Does music help you when working out?
Written By: SportsShoes
There’s no doubt about it, sometimes we all need a little extra “push” for a motivated, focused workout. For many of us that comes in the form of hyping ourselves up to our favourite power tracks, working out to a soundtrack we love in order to keep us going during demanding training sessions.
But are there any real benefits of training to music and does it really help push us on to better training results?
Music may help you train harder, for longer
There is growing evidence to suggest a clear link between training with music and improved performance. In a nutshell, training with music makes training feel easier, which in turn makes us able to train harder, for longer, but how does this work?
A number of studies demonstrate that the external stimulus provided by your favourite work out track helps block internal stimuli trying to reach the brain. Essentially music helps distract you from factors like pain and fatigue and the result is that there is a reduction in our perception of effort and the ability to dissociate ourselves from sensations of discomfort and tiredness. This allows us to train harder and faster for longer, with some studies noting performance and endurance benefits of up to 15%.
Music Can give you a Positivity Boost
What’s more, training to music can help boost positivity and increase concentration, distracting us once more from fatigue and boredom. The end result is that your training session will feel more focused and more enjoyable. Added to that, a boosted mood means boosted motivation, leading to an optimised, focused and positive workout. In the long term that means we’re more likely to commit to a training regime - and stick at it – if we’re listening to music.
Different types of music can affect your efforts
Even the type of music you listen to can have a profound effect. One study by John Moore’s University found that participants voluntarily exercised at greater effort when listening to high tempo music.

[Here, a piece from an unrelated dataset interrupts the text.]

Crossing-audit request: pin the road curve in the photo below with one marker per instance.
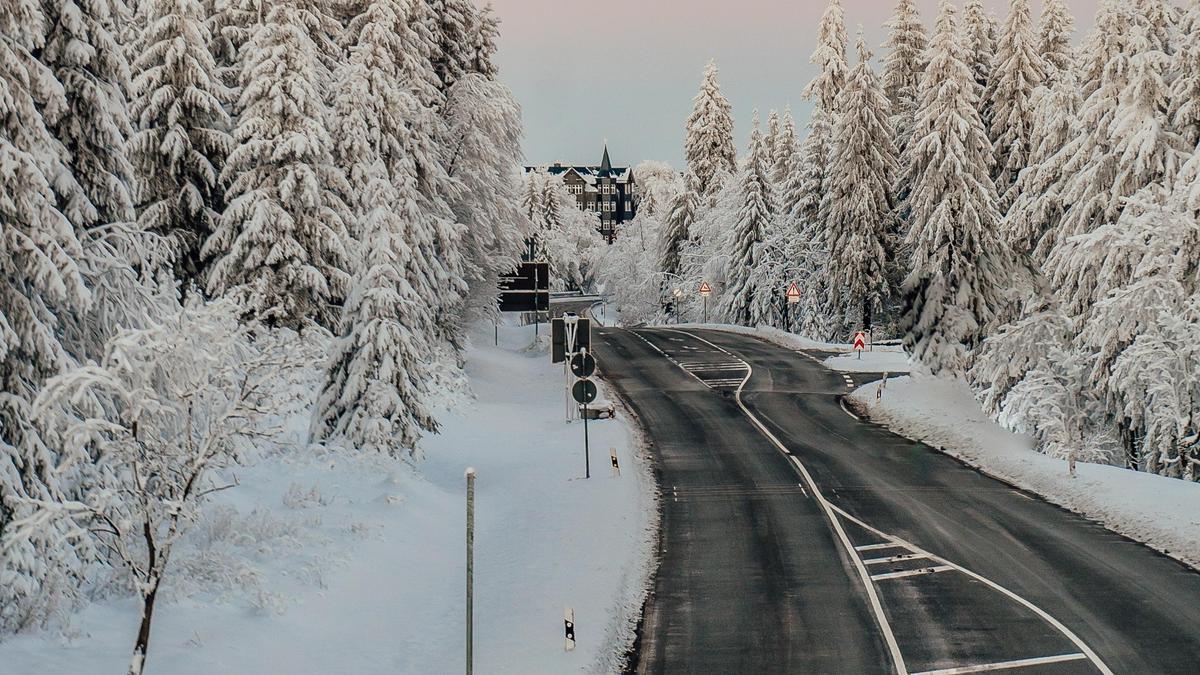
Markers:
(963, 573)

When the tempo was slowed, effort reduced correspondingly. So, for an optimised session, opt for upbeat, high tempo tracks which also induce positive emotions to help boost mood. For your cool down and recovery, go for more chilled out, slower tempo tracks.
Always make sure to have a playlist ready-prepared; there’s nothing worse than being “trapped” with a song you hate while you’re trying to focus on your training, or interrupting your session to scroll your device for something better. Change it up regularly to avoid boredom and so that you don’t get used to listening to the same tracks played over and over.
Is there a downside to working out to music?
There is some evidence that shows that the benefits of training to music apply only up to a certain point. While music can help boost effort during low to moderate intensity sessions, a number of studies seem to suggest that this effect is negated when training at maximum intensity. So, if you’re going all out for a PB, then listening to your favourite workout track probably isn’t going to have a huge impact.
There is also an argument that training with music, whilst masking pain and fatigue, can also cut us off from essential feedback from our bodies, causing us to have less awareness of our breathing, foot strike and effort. If you are really concentrating on improving your technique, or you prefer a more mindful training experience, then listening to music could make your work out less effective.
It is worth taking your headphones out in situations where you need to be more aware of your surroundings and the people around you, for example, if you’re training with a partner or if you’re being “spotted” while weight training.
What’s the best way to listen to music when working out?
The best way to listen to music at the gym is to put your MP3 player or phone in your pocket or in a holder on your arm while you work out. It’s that simple. You can use your standard headphones, but it’s worth investing in a pair of wireless headphones such as Aftershokz if you find wires irritating!